Trial News

As part of an overhaul of the 510(k) medical device clearance process announced in November 2018, the FDA has released guidance for expanding its Abbreviated 510(k) Program, which clears medical devices for premarket approval that are “substantially equivalent” to existing devices, to include a new Safety and Performance Based Pathway for approval. The agency intends to change how device manufacturers can demonstrate that a new device is as safe and effective as the substantially equivalent device (known as the predicate device) through methods other than direct comparison testing.

Section 513 of the Federal Food, Drug, and Cosmetic Act provides an accelerated premarket approval process for medical devices that are substantially equivalent to one that is already approved, if the device “does not raise different questions of safety and effectiveness than the predicate device.” To modernize 510(k) clearance, the FDA issued a Medical Device Safety Action Plan last April that first identified the need to update the 510(k) program, which clears low and moderate risk devices that demonstrate a substantial equivalence to a predicate device. Eighty-two percent of devices cleared by the FDA in 2017 went through the 510(k) process.

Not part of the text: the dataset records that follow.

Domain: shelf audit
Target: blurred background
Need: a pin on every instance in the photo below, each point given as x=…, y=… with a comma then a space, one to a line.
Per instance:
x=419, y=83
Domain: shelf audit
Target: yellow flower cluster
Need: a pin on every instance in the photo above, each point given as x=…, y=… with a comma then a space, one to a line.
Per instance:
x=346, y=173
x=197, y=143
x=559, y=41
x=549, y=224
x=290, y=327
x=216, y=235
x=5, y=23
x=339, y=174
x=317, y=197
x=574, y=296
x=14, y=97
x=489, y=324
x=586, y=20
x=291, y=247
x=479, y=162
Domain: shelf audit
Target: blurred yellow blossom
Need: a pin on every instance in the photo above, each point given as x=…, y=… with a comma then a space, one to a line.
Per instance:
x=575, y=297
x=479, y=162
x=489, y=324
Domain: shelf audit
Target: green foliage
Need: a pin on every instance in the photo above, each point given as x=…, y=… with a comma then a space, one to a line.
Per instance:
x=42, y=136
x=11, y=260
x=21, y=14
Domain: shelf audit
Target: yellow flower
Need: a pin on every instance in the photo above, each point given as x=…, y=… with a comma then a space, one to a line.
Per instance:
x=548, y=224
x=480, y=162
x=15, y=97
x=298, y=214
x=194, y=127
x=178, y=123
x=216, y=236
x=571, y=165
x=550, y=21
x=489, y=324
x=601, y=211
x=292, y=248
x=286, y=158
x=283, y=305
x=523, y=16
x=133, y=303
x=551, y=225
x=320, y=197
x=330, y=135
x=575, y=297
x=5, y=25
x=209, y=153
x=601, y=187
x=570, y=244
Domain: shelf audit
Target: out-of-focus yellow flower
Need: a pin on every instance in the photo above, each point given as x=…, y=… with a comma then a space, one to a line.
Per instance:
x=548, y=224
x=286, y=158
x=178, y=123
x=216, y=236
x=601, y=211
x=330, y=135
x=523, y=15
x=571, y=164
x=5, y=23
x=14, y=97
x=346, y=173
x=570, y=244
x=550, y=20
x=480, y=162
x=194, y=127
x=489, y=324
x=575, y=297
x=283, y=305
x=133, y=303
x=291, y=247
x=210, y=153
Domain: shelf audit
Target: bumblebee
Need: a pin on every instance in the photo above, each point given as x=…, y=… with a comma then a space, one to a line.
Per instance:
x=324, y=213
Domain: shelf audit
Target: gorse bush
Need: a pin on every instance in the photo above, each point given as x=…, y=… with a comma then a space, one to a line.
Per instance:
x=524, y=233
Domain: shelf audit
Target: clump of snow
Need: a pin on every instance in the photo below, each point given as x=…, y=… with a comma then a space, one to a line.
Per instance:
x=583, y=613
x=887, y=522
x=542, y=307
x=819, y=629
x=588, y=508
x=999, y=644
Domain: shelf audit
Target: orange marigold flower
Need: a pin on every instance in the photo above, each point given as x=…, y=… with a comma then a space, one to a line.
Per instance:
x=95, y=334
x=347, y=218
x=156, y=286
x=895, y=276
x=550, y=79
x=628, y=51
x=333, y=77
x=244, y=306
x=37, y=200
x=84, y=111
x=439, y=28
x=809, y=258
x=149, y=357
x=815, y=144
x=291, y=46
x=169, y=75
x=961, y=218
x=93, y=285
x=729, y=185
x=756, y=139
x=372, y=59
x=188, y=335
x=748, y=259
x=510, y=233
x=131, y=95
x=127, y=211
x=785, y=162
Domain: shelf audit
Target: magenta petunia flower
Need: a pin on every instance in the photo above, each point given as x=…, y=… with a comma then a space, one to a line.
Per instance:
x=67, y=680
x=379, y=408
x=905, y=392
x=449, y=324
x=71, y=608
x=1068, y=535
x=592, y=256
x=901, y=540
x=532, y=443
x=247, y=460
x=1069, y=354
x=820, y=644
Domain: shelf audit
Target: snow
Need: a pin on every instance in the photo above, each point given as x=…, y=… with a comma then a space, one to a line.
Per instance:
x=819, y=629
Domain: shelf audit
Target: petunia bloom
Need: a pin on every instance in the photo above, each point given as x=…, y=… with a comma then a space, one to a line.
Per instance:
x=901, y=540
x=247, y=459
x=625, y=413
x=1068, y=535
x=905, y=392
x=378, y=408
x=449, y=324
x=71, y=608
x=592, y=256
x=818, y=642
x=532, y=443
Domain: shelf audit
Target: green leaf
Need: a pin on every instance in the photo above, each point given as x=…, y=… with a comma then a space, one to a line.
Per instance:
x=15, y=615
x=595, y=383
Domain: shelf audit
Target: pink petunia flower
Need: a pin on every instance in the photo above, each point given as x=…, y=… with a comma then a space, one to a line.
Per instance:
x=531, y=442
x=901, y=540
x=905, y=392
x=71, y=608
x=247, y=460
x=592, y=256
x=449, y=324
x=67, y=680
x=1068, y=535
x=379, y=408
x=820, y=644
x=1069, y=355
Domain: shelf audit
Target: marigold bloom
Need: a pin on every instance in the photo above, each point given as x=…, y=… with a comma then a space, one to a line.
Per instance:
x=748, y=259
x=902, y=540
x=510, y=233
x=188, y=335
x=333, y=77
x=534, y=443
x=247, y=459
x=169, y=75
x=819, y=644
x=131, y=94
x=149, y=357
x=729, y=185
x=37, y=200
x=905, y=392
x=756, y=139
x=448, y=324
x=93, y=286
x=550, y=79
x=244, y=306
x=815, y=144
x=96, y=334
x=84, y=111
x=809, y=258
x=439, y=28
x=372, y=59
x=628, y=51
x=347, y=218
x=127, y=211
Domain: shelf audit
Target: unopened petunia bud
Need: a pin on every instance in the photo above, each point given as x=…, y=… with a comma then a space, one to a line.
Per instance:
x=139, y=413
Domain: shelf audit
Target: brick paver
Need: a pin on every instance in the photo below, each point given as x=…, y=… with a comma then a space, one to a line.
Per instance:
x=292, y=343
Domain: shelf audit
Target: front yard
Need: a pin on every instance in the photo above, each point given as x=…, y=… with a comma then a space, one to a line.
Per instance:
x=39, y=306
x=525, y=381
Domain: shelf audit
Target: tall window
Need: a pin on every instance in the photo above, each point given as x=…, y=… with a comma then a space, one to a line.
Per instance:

The agency explained that it wants to ensure “that new devices are evaluated against advances in technology that can improve patient safety and performance” by removing older predicate devices and require that certain new devices “account for advances in technology or demonstrate that they meet more modern safety and performance criteria.”

Manufacturers use comparison testing of the newer device against the predicate to show that it is as safe and effective as the predicate. However, older predicate devices may not reflect advances in technology used in new devices, especially when internet-connected features are included in a new device. The agency is looking for ways to compare devices entering the market through 510(k) to newer devices and criteria.

Final agency guidance released on Feb. 1, 2019, addresses a new clearance pathway called the Safety and Performance Based Pathway. The pathway will be available under the Abbreviated 510(k) process, which can be used for a device when a guidance document exists, a special control has been established, or the FDA has recognized a relevant consensus standard. Traditional (any device) and Special (modifications to approved devices) processes also exist but will not include the new pathway.

Under the current process, manufacturers demonstrate safety and effectiveness through direct comparison testing with the predicate device. The guidance seeks to expand this to allow testing that shows that the new device meets the performance level of the existing device or established performance criteria. These criteria could be defined in FDA guidance or other consensus-based standards, or the agency will develop specific performance criteria based on one or more existing devices of the same type.

The guidance explains that the use of performance criteria would be appropriate only if the new device does not raise different safety and effectiveness issues from the predicate device, the criteria are in line with one or more legally marketed devices of the same type, and the new device meets all performance criteria.

The agency will provide more information on which types of devices would be appropriate to submit through this pathway, along with the performance criteria for each device type through guidance documents. It will still require manufacturers to identify an existing predicate device for the substantial equivalence analysis, and the current method of direct comparison will remain available.

When following an FDA-recognized standard, manufacturers will need to submit a declaration of conformity. When following performance criteria established by the agency, manufacturers must submit a summary of the testing data as well. If performance criteria do not rely on existing FDA standards, that data also must include the testing methodology and protocol that was used.